Pour l’Inter LGBT, un des objectifs de la Marche est clairement de faire comprendre aux pouvoirs publics qu’il vaut mieux une "amélioration du PaCS plutôt que l’Union civile" et que la création d’un statut du beau-parent (ouvert aussi aux hétéros) serait un moindre mal face au refus d’ouvrir l’adoption. Selon l’Inter-LGBT, si le gouvernement s’inspire des conclusions du rapport de la Défenseure des enfants, Dominique Versini, il y a matière à discussion. En fait, cela dépendra de la volonté gouvernementale et du choix du futur secrétaire d’Etat à la Famille après les législatives de juin.
Reçue la semaine dernière à l'Elysée et à Matignon où "le dialogue semble possible", l'Inter-LGBT espère un signe politique fort de la part du président Sarkozy avant la Marche, au moment où des "faux pas" sont médiatisés.
Les associations se sont en effet émues de "l'affichage malheureux à 10 jours de la Marche" du Premier ministre François Fillon aux côtés du député homophobe Christian Vanneste (qui siège même au groupe UMP à l'Assemblée).
L'objectif samedi sera donc de "faire changer d'avis cette majorité : cela peut paraître ambitieux, mais elle a montré par le passé avec le PaCs qu'elle le pouvait.
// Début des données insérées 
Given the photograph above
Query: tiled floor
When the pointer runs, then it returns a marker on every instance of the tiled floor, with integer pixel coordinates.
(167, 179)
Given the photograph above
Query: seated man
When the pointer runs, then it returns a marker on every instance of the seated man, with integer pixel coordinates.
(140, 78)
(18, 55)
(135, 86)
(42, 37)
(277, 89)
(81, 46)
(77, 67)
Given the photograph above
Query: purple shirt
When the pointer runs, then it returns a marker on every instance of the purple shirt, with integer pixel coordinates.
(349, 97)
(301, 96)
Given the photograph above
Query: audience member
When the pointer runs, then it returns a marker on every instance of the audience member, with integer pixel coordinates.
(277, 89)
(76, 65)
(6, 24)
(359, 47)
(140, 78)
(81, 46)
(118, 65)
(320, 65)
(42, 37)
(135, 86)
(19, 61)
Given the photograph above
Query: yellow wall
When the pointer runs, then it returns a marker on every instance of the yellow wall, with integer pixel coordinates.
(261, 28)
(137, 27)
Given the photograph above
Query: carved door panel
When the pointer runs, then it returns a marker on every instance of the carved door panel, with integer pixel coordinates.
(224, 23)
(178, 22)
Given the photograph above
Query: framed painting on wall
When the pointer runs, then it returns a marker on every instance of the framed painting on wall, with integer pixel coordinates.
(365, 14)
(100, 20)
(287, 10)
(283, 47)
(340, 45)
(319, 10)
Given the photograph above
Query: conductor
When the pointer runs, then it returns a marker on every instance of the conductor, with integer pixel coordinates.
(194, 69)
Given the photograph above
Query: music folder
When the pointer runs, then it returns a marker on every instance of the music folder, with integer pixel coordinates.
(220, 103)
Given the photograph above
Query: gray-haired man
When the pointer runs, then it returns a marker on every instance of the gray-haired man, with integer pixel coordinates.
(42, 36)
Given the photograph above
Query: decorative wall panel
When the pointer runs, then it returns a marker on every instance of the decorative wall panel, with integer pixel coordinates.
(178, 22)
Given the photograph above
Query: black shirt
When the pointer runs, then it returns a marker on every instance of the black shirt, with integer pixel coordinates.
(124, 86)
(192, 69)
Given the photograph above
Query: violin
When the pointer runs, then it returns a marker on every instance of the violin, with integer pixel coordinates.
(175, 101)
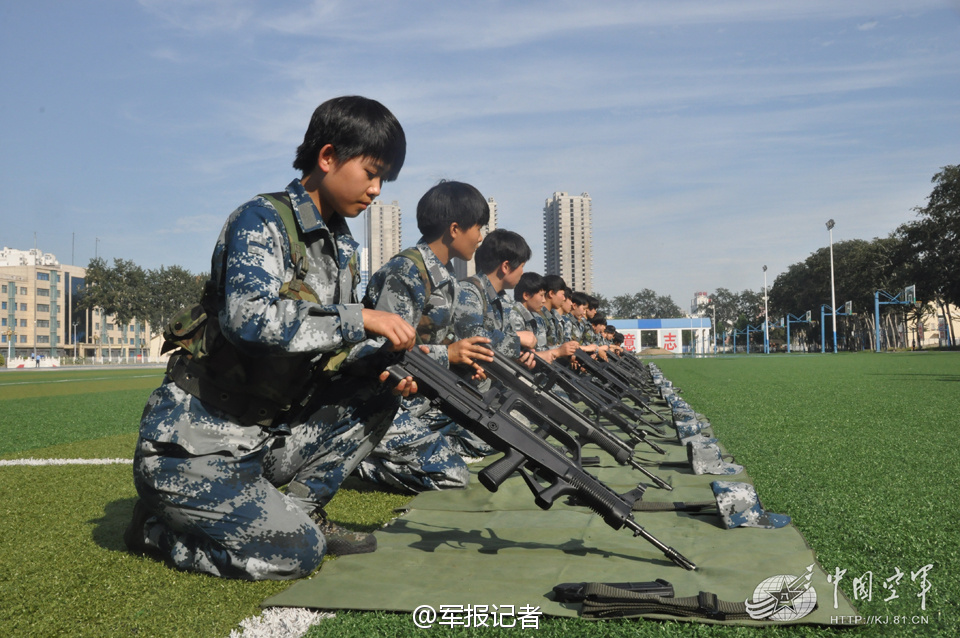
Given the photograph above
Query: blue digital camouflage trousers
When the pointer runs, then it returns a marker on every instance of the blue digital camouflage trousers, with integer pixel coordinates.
(212, 484)
(423, 450)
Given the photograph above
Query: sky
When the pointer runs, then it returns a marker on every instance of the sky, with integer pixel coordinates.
(714, 136)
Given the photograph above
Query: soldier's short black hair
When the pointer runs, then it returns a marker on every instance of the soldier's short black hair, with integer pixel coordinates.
(554, 283)
(356, 127)
(501, 245)
(580, 298)
(530, 284)
(450, 203)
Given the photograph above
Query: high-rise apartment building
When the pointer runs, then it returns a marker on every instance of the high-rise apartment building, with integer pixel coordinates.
(568, 239)
(39, 313)
(384, 238)
(463, 269)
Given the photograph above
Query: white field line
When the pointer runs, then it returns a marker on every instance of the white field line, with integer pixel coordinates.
(279, 622)
(39, 462)
(81, 379)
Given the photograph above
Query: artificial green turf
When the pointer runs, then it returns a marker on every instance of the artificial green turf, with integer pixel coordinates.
(855, 447)
(43, 408)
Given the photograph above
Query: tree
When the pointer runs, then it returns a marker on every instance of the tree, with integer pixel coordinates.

Pourquoi ne ferait-on pas le même pari ?", souligne Alain Piriou.
Cette volonté d’avancer n’éloigne pas pour autant l’Inter LGBT de son objectif de parvenir à "une égalité totale, dans les plus brefs délais". D’ailleurs le mot d’ordre de la Marche 2007 est clair : "Egalité : ne transigeons pas !"
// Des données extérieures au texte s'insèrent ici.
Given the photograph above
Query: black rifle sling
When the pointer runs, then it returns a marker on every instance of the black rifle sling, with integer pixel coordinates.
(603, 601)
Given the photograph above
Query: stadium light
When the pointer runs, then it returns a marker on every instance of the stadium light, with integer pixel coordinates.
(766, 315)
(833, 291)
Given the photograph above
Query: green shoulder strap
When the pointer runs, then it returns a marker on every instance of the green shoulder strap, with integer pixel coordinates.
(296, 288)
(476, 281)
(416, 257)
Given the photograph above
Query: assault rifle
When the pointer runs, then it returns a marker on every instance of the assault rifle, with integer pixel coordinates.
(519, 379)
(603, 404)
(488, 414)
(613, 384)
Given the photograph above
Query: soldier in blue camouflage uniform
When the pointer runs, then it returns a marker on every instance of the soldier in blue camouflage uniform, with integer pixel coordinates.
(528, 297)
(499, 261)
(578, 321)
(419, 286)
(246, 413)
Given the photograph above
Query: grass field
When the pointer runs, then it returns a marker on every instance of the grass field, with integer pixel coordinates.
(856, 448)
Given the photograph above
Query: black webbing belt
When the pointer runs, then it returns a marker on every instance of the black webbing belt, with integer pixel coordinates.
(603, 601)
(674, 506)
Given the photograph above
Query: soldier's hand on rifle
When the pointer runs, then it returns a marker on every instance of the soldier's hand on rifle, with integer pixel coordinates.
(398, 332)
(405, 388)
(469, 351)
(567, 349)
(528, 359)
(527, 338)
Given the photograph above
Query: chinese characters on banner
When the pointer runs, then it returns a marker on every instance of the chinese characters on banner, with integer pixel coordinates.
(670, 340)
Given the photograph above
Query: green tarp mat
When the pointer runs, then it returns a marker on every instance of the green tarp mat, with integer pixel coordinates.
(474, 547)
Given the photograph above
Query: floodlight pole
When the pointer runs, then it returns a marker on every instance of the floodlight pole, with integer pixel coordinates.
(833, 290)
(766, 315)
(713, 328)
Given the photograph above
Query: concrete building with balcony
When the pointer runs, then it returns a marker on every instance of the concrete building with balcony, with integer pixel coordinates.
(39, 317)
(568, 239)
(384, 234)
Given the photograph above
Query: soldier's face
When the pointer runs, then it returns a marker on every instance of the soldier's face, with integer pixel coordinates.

Le cortège festif et coloré partira à 13H30 de Montparnasse pour gagner la Place de la Bastille, où les premiers marcheurs sont attendus vers 17H00 et les derniers vers 21H00.
Comme les années précédentes, trois minutes de silence seront observées à 16H00 pour "combattre le sida", une manière de rappeler que la recrudescence des contaminations touche de plein fouet notamment les gays et d'apporter un soutien aux "130.000 personnes vivant avec le VIH" en France.